Skip to contents

This function flags outliers using one of the different methods provided by the parameters (to use multiple, please call this function several times sequentially). Note that this function evaluates outliers within each "uidx", "filename", and "injection" (for those of the columns that exist), and additionally within each "block" and "segment" if by_block = TRUE. in addition to any groupings already defined before calling this function using dplyr's group_by().
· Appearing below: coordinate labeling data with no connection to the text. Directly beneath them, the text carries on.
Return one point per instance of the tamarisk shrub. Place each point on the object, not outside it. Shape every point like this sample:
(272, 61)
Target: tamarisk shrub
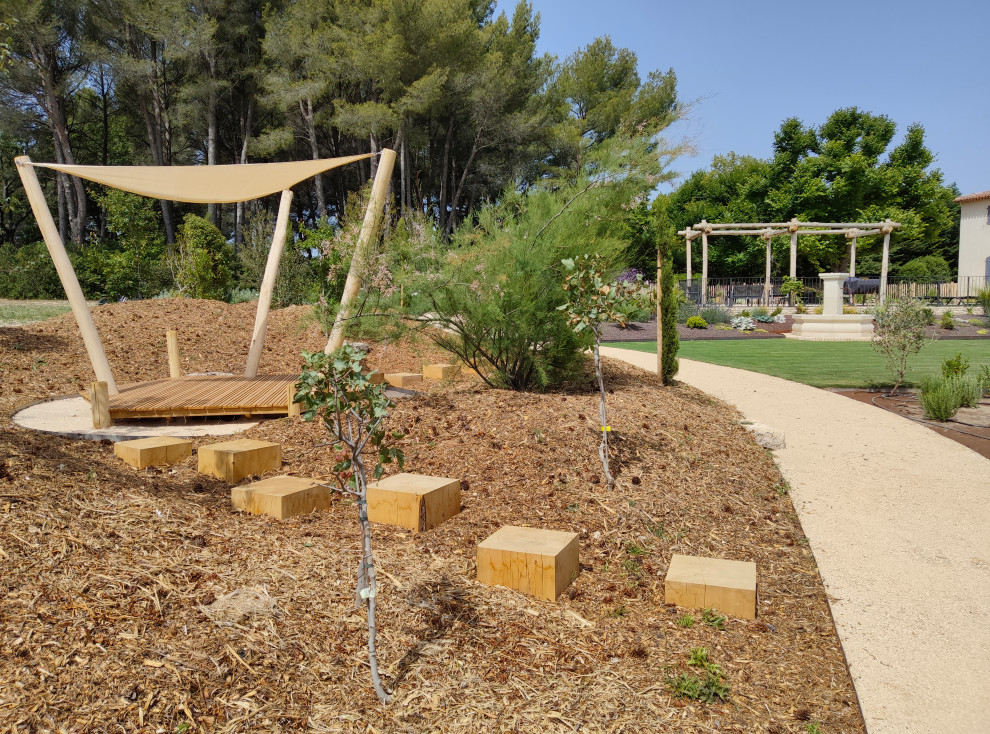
(336, 389)
(591, 303)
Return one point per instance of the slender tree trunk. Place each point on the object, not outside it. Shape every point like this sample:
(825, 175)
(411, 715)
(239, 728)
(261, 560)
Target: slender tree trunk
(211, 136)
(156, 125)
(240, 210)
(460, 186)
(63, 214)
(366, 578)
(442, 213)
(401, 145)
(373, 162)
(314, 151)
(603, 447)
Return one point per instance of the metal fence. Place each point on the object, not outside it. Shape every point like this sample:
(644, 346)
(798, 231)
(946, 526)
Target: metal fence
(754, 291)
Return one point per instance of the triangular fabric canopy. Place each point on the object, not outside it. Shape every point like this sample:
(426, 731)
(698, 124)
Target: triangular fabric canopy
(206, 184)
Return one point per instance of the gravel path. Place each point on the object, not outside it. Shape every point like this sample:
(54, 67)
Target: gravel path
(898, 519)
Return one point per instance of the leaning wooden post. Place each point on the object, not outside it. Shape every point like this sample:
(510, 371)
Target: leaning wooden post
(704, 261)
(99, 404)
(172, 344)
(268, 285)
(885, 263)
(372, 218)
(56, 248)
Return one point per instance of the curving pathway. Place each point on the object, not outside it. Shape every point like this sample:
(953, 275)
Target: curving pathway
(898, 518)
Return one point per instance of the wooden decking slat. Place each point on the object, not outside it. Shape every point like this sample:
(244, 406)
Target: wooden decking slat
(188, 396)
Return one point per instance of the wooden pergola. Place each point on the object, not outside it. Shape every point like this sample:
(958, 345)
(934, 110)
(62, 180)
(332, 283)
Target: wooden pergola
(768, 230)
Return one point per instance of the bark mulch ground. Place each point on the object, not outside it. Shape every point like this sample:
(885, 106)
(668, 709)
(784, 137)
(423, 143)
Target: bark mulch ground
(138, 601)
(647, 332)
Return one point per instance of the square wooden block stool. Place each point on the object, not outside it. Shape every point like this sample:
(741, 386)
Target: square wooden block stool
(280, 497)
(535, 561)
(157, 451)
(234, 460)
(441, 371)
(729, 586)
(414, 501)
(403, 379)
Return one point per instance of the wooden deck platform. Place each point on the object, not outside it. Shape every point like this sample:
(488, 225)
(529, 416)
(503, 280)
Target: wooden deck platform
(204, 396)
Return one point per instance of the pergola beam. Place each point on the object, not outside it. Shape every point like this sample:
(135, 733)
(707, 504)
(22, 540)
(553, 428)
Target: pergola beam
(795, 228)
(764, 225)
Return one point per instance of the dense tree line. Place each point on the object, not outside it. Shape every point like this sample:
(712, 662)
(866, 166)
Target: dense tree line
(844, 170)
(458, 91)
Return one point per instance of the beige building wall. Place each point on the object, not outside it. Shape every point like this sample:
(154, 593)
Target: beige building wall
(974, 237)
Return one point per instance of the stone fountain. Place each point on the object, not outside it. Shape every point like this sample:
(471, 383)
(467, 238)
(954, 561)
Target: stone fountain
(832, 324)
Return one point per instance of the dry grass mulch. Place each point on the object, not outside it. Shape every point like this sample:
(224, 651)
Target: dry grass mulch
(138, 601)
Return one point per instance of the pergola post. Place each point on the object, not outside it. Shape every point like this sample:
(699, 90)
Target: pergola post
(766, 284)
(704, 262)
(268, 285)
(793, 228)
(372, 218)
(852, 236)
(687, 251)
(66, 274)
(886, 229)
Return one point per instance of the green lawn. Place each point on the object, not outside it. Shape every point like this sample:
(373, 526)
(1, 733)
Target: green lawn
(822, 364)
(26, 312)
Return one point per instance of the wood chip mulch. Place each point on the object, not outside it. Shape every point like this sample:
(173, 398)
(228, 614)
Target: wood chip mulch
(138, 601)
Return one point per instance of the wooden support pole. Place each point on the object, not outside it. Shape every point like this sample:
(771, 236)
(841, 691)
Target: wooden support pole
(172, 344)
(63, 266)
(268, 285)
(99, 404)
(704, 267)
(766, 284)
(687, 251)
(885, 263)
(372, 218)
(659, 315)
(792, 271)
(294, 407)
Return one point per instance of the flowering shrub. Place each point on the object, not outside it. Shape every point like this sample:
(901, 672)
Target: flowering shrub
(696, 322)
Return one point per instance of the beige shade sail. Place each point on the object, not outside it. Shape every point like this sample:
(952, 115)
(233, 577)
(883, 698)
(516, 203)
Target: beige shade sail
(206, 184)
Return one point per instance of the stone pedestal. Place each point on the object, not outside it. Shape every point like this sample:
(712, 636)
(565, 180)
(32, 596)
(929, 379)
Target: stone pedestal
(832, 324)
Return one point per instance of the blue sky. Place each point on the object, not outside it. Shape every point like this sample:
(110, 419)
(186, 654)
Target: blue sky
(750, 65)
It restores the original groupings in the returned datasert.

Usage

orbi_flag_outliers(
  dataset,
  agc_fold_cutoff = NA_real_,
  agc_window = c(),
  agc_absolute_cutoff = c(),
  by_block = TRUE
)

Arguments

dataset

An aggregated dataset or a data frame of peaks (i.e. works directly after orbi_identify_isotopocules() as well as with a tibble from orbi_get_data(peaks = everything()) or when reading from an IsoX file)

agc_fold_cutoff

flags scans with a fold cutoff based on the average number of ions in the Orbitrap analyzer. For example, agc_fold_cutoff = 2 flags scans that have more than 2 times, or less than 1/2 times the average. TIC multiplied by injection time serves as an estimate for the number of ions in the Orbitrap.

agc_window

flags scans with a critically low or high number of ions in the Orbitrap analyzer. Provide a vector with 2 numbers c(x,y) flagging the lowest x percent and highest y percent. TIC multiplied by injection time serves as an estimate for the number of ions in the Orbitrap.

agc_absolute_cutoff

flags scans with a number of ions in the Orbitrap analyzer outside of an absolute range. Provide a vector with 2 numbers c(x,y) flagging data below x and above y of the TIC multiplied by injection time (which serves as an estimate for the number of ions in the Orbitrap).

by_block

if the dataset has block and segment definitions, should the outlier flag be evaluated within each block+segment or globally? default is within each block+segment, switch to globally by turning by_block = FALSE

Value

same object as provided in dataset with new columns is_outlier and outlier_type (if they don't already exist) that flags outliers identified by the method and provides the type of outlier (e.g. "2 fold agc cutoff"), respectively.

Examples

fpath <- system.file("extdata", "testfile_flow.isox", package = "isoorbi")
df <-
  orbi_read_isox(file = fpath) |>
  orbi_simplify_isox() |>
  orbi_flag_outliers(agc_window = c(1,99))
#>  [20ms] orbi_read_isox() loaded 6449 peaks for 1 compound (HSO4-) with 5
#> isotopocules (M0, 33S, 17O, 34S, and 18O) from testfile_flow.isox
#>  [5ms] orbi_simplify_isox() kept columns filepath, filename, scan.no,
#> time.min, compound, isotopocule, ions.incremental, tic, and it.ms
#>  [26ms] orbi_flag_outliers() flagged 30/1290 scans (2.3%) as outliers based on
#> AGC window (1% to 99%) cutoff, i.e. based on scans whose number of ions tic *
#> it.ms in the Orbitrap analyzer fall into the lowest (<1%) or highest (>99%)
#> quantiles, in 3 data groups (based on filename) → use orbi_plot_raw_data(y =
#> tic * it.ms) to visualize them